In Napoleon, (3 x 60-minutes, working title) historian Andrew Roberts sets out to shed new light on the emperor, painting him as an extraordinary, gifted military commander and a mesmeric leader “whose private life was littered with disappointments and betrayals,” according to the network.

The three-part series was made by Back2Back, with David Notman-Watt the executive producer, David Barrie the director and Patrick Duval the director of photography.

In The Mystery Of Rome’s X Tombs (1 x 60-minutes, W/T), meanwhile, historian Dr Michael Scott aims to unlock the secrets of a mysterious tomb recently discovered in one of Rome’s famous catacombs.

Found by accident following a roof collapse, the tombs contained more than 2,000 skeletons piled on top of each other. The executive producer for the BBC is Chris Granlund.

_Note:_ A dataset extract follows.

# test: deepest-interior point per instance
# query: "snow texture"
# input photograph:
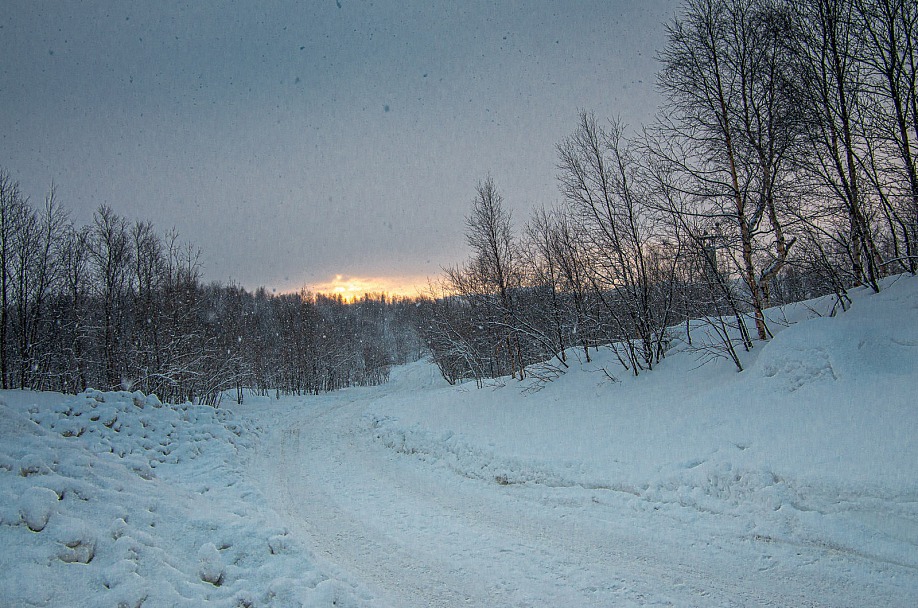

Also on the slate is the tentatively titled Caligula, a 60-minute doc produced by Lion TV. The film sees presenter Mary Beard embarking on an investigative journey to explore the life and times of Gaius Julius Caesar Augustus Germanicus – better known as Caligula, Rome’s most capricious tyrant. Richard Bradley is the executive producer for Lion TV.

Finally, The Marches: How A Border Made Us (3 x 60-minutes, w/t) promises to look at Hadrian’s Wall, which split the communities of Britain in two, some 2,000 years ago.

The series is fronted by Rory Stewart and is being made in-house, with Granlund the exec producer.

Martin Davidson, the BBC’s commissioning editor for history and business – who ordered the programs – said: “These thoughtful, dramatic, highly colored views of our past offer great stories, great arguments and great characters.

“Each of these programs takes audiences on a fascinating journey and along the way they’ll shed a new light on periods of history we think we know so well.”